Led by producers dedicated to protecting their creations and by mass brands that see the commercial benefits, alternative closures are making their presence felt in the market. The major types are:
-Plastic-based synthetic corks. These are widely used by both upper- and lower-end producers. They seem to function well with the major problem being that they can be hard to get out of the bottle. These are popular because the can fit in traditional bottles and made to look kind of like cork -- or they can be made in sporty colors for the more adventurous. Made from food- or medical-grade plastic they theoretically add no flavors to the wine, but some experts (I am not sure who they are) complain of a difference in flavor over time. Certainly in the short term they work fine.
-Screw caps or Stelvin caps. These will take you back to your college days and the fine wines you were drinking then. Long the favored seal of wines like MD 20/20, screw caps appear to work great. They are totally neutral and easy to use, with the added benefit of not having to lug that heavy corkscrew around with you all the time. One huge plus is when you have leftover wine you just screw the top back on. There appear to be no problems with screw caps except image. People just seem to have trouble accepting that serious wines come in these bottles. Pioneering wineries like Plumpjack in California are helping educate consumers that great wine can come with threads on the neck of the bottle.
-Altec. A brand created in France that uses very fine natural cork particles bound together with an adhesive. The producer, Sabate, claims them to be 100% TCA free. Critics say the glue flavors the wine. This type seems to be losing popularity. One of the main attributes is that it works with a corkscrew with the same feel as a regular cork.

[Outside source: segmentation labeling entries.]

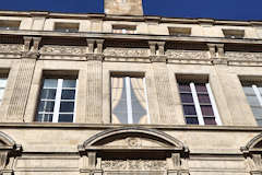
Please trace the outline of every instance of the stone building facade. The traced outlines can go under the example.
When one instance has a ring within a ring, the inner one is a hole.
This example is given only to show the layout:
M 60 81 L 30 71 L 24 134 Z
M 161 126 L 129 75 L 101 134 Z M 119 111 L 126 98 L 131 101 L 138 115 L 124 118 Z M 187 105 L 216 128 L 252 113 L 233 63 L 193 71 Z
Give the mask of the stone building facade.
M 262 22 L 105 8 L 0 11 L 0 174 L 261 175 Z

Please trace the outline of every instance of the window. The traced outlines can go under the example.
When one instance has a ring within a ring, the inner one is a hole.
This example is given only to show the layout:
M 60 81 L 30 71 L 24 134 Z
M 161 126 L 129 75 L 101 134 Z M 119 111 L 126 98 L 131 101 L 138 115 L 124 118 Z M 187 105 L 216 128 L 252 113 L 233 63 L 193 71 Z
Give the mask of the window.
M 112 33 L 115 34 L 135 34 L 135 25 L 114 25 Z
M 245 37 L 243 30 L 223 30 L 223 33 L 226 38 L 243 38 Z
M 210 83 L 180 81 L 178 85 L 188 125 L 222 125 Z
M 57 32 L 79 32 L 79 23 L 55 23 Z
M 242 83 L 243 92 L 259 126 L 262 126 L 262 84 Z
M 75 79 L 44 79 L 36 121 L 73 122 L 76 84 Z
M 169 35 L 172 36 L 190 36 L 191 28 L 190 27 L 168 27 Z
M 3 94 L 4 94 L 4 89 L 7 86 L 7 78 L 0 77 L 0 105 L 2 103 L 3 100 Z
M 144 78 L 111 77 L 111 122 L 150 124 Z
M 17 31 L 21 21 L 0 20 L 0 30 Z

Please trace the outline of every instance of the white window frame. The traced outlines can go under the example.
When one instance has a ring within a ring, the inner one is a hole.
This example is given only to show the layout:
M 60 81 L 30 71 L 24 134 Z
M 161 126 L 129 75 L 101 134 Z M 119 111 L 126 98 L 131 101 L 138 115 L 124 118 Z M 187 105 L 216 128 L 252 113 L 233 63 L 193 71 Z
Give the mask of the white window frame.
M 60 110 L 60 104 L 61 104 L 61 97 L 62 97 L 62 84 L 63 84 L 63 80 L 64 79 L 57 79 L 58 80 L 58 84 L 57 84 L 57 89 L 56 89 L 56 98 L 55 98 L 55 106 L 53 106 L 53 113 L 52 113 L 52 121 L 51 122 L 59 122 L 59 110 Z M 79 80 L 76 79 L 75 82 L 75 97 L 74 97 L 74 110 L 73 110 L 73 122 L 75 122 L 75 112 L 76 112 L 76 100 L 78 100 L 78 84 L 79 84 Z M 44 86 L 43 86 L 44 89 Z M 70 90 L 70 88 L 69 88 Z M 64 101 L 64 100 L 63 100 Z M 72 101 L 72 100 L 69 100 Z M 41 114 L 41 113 L 37 113 Z M 47 113 L 43 113 L 44 115 Z M 67 113 L 62 113 L 62 114 L 67 114 Z M 72 113 L 68 113 L 68 114 L 72 114 Z M 44 122 L 41 120 L 41 122 Z
M 112 77 L 114 78 L 114 77 Z M 127 113 L 128 113 L 128 124 L 133 124 L 133 110 L 132 110 L 132 100 L 131 100 L 131 80 L 132 77 L 123 77 L 124 85 L 126 85 L 126 93 L 127 93 Z M 146 82 L 145 78 L 143 78 L 143 85 L 144 85 L 144 97 L 146 102 L 146 116 L 147 122 L 151 124 L 150 117 L 150 108 L 148 108 L 148 100 L 147 100 L 147 90 L 146 90 Z
M 212 93 L 210 83 L 205 83 L 205 88 L 206 88 L 209 96 L 210 96 L 211 106 L 212 106 L 212 109 L 213 109 L 213 113 L 214 113 L 216 125 L 222 126 L 221 116 L 219 116 L 219 113 L 218 113 L 218 109 L 217 109 L 215 98 L 214 98 L 214 95 Z M 200 106 L 200 102 L 199 102 L 199 97 L 198 97 L 198 93 L 196 93 L 194 82 L 190 83 L 190 89 L 191 89 L 191 93 L 192 93 L 192 96 L 193 96 L 193 103 L 194 103 L 194 107 L 195 107 L 195 110 L 196 110 L 199 125 L 204 126 L 205 125 L 204 124 L 204 117 L 203 117 L 203 114 L 202 114 L 202 110 L 201 110 L 201 106 Z

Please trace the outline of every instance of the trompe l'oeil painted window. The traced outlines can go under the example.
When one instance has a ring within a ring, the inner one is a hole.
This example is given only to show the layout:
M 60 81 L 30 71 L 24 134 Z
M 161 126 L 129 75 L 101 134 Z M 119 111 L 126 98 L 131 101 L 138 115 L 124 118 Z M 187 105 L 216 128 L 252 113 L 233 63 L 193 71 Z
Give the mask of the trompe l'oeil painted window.
M 222 125 L 209 83 L 179 83 L 188 125 Z
M 259 126 L 262 126 L 262 86 L 245 84 L 243 92 Z
M 4 89 L 7 86 L 7 78 L 0 78 L 0 105 L 3 100 Z
M 111 122 L 150 124 L 144 78 L 111 77 Z
M 73 122 L 78 80 L 44 79 L 36 121 Z

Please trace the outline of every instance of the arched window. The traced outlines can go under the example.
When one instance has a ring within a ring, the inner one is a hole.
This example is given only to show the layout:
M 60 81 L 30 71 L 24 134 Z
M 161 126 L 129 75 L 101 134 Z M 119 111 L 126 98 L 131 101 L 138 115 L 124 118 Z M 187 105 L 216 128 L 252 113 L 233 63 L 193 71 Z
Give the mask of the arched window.
M 154 129 L 118 128 L 103 131 L 79 145 L 83 172 L 105 175 L 164 175 L 186 173 L 188 149 L 174 137 Z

-Crown caps. Yes, like glass Coca-Cola bottles. These have long been used by the Champagne industry to seal bottles while they are aging on the lees. All you Champagne lovers out there will attest to how well they keep wine over long aging periods. Pioneering work is being done now in Australia and we can expect to see more of these in the future. Like screw caps, they work great but have an image problem. Oh, and you have to carry around a bottle opener or use your teeth. (Warning: That was humor. We do not recommend opening crown-top bottles with your teeth. Except in emergency situations -- like when you don't have a bottle opener -- and then at your own risk).
When I tear the foil off of bottles these days and see a synthetic cork on my Beaujolais or Grignolino that was chilling in the refrigerator I feel a sense of calm. No stinky wine tonight. I am also sure my server in Iowa would have preferred to twist off the top of the Gallo Zin instead of wrestling with her little-used corkscrew -- and I would have been paranoia-free. However, I admit to still preferring the ceremony of pulling and sniffing the cork when I open more serious bottles. I like it more out of the romance than logic.
Screw tops on bottles of Lafite, Spottswoode, or Gaja Sori Tilden are hard to imagine, but who knows? The future is changing and it is no longer as hard to imagine as it used to be. After all, the last bottle of 1982 Gaja Sori Tilden I opened was corked. So much for romance.